Huq said anyone struggling to understand the queer community should realize that they probably already know an LGBTQ+ person and don’t realize it. “Twenty-one percent of Gen Z identify as LGBTQ+. I am very proud to be part of Generation Z,” Huq said.

Leo Goldsmith, a recent graduate of the Yale School of the Environment, has authored two papers on LGBTQ+ people and climate change.

“Due to my intersectional identities as a queer and transgender individual who is also Latinx and my understanding of the immense amount of discrimination and disparities that occur within LGBTQ+ communities, especially those with intersecting marginalized identities,” Goldsmith said, “I wanted to explore the question: Are LGBTQ+ communities impacted by climate change similarly to how other marginalized groups are?”

These vulnerabilities have been there for decades but remain understudied, Goldsmith said. He is 28 and lives in Washington, D.C., where he works as a climate and health specialist at ICF, a firm that studies climate change and related effects for the U.S. Global Change Research Program.

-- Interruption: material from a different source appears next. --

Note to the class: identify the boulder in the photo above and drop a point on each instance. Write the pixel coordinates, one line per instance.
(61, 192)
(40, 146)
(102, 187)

Goldsmith’s peer-reviewed study, “Queering Environmental Justice,” co-authored with Yale Professor Michelle Bell, said that researchers have yet to properly study the effect of environmental and health inequities on LGBTQ+ populations “despite higher rates of chronic physical and mental illnesses.” Goldsmith and Bell referred to a 2019 study that found 1 in 6 LGBTQ+ adults avoid going to the doctor because they expect discrimination.

Leo Goldsmith

In 2020, when the Federal Emergency Management Agency introduced its National Risk Index, which, in addition to rating communities’ vulnerabilities to natural hazards and weather events, also rates their social vulnerabilities to such events, there was no mention of the LGBTQ+ community. According to the formula, socially vulnerable people include females, Blacks, Latinx, Native Americans, those who live in mobile homes, those without cars, the unemployed, renters, and those in assisted living. Of the more than two dozen categories, none mention LGBTQ+.

The social vulnerability index can, for example, map where people might suffer health problems, lack easy access to a car in the chaos of an evacuation, or might suffer excessively from pollution, mold or heat.

“I’m glad you are looking into maps,” said Goldsmith. “I don’t know of a single one that includes SOGI (sexual orientation and gender identity).”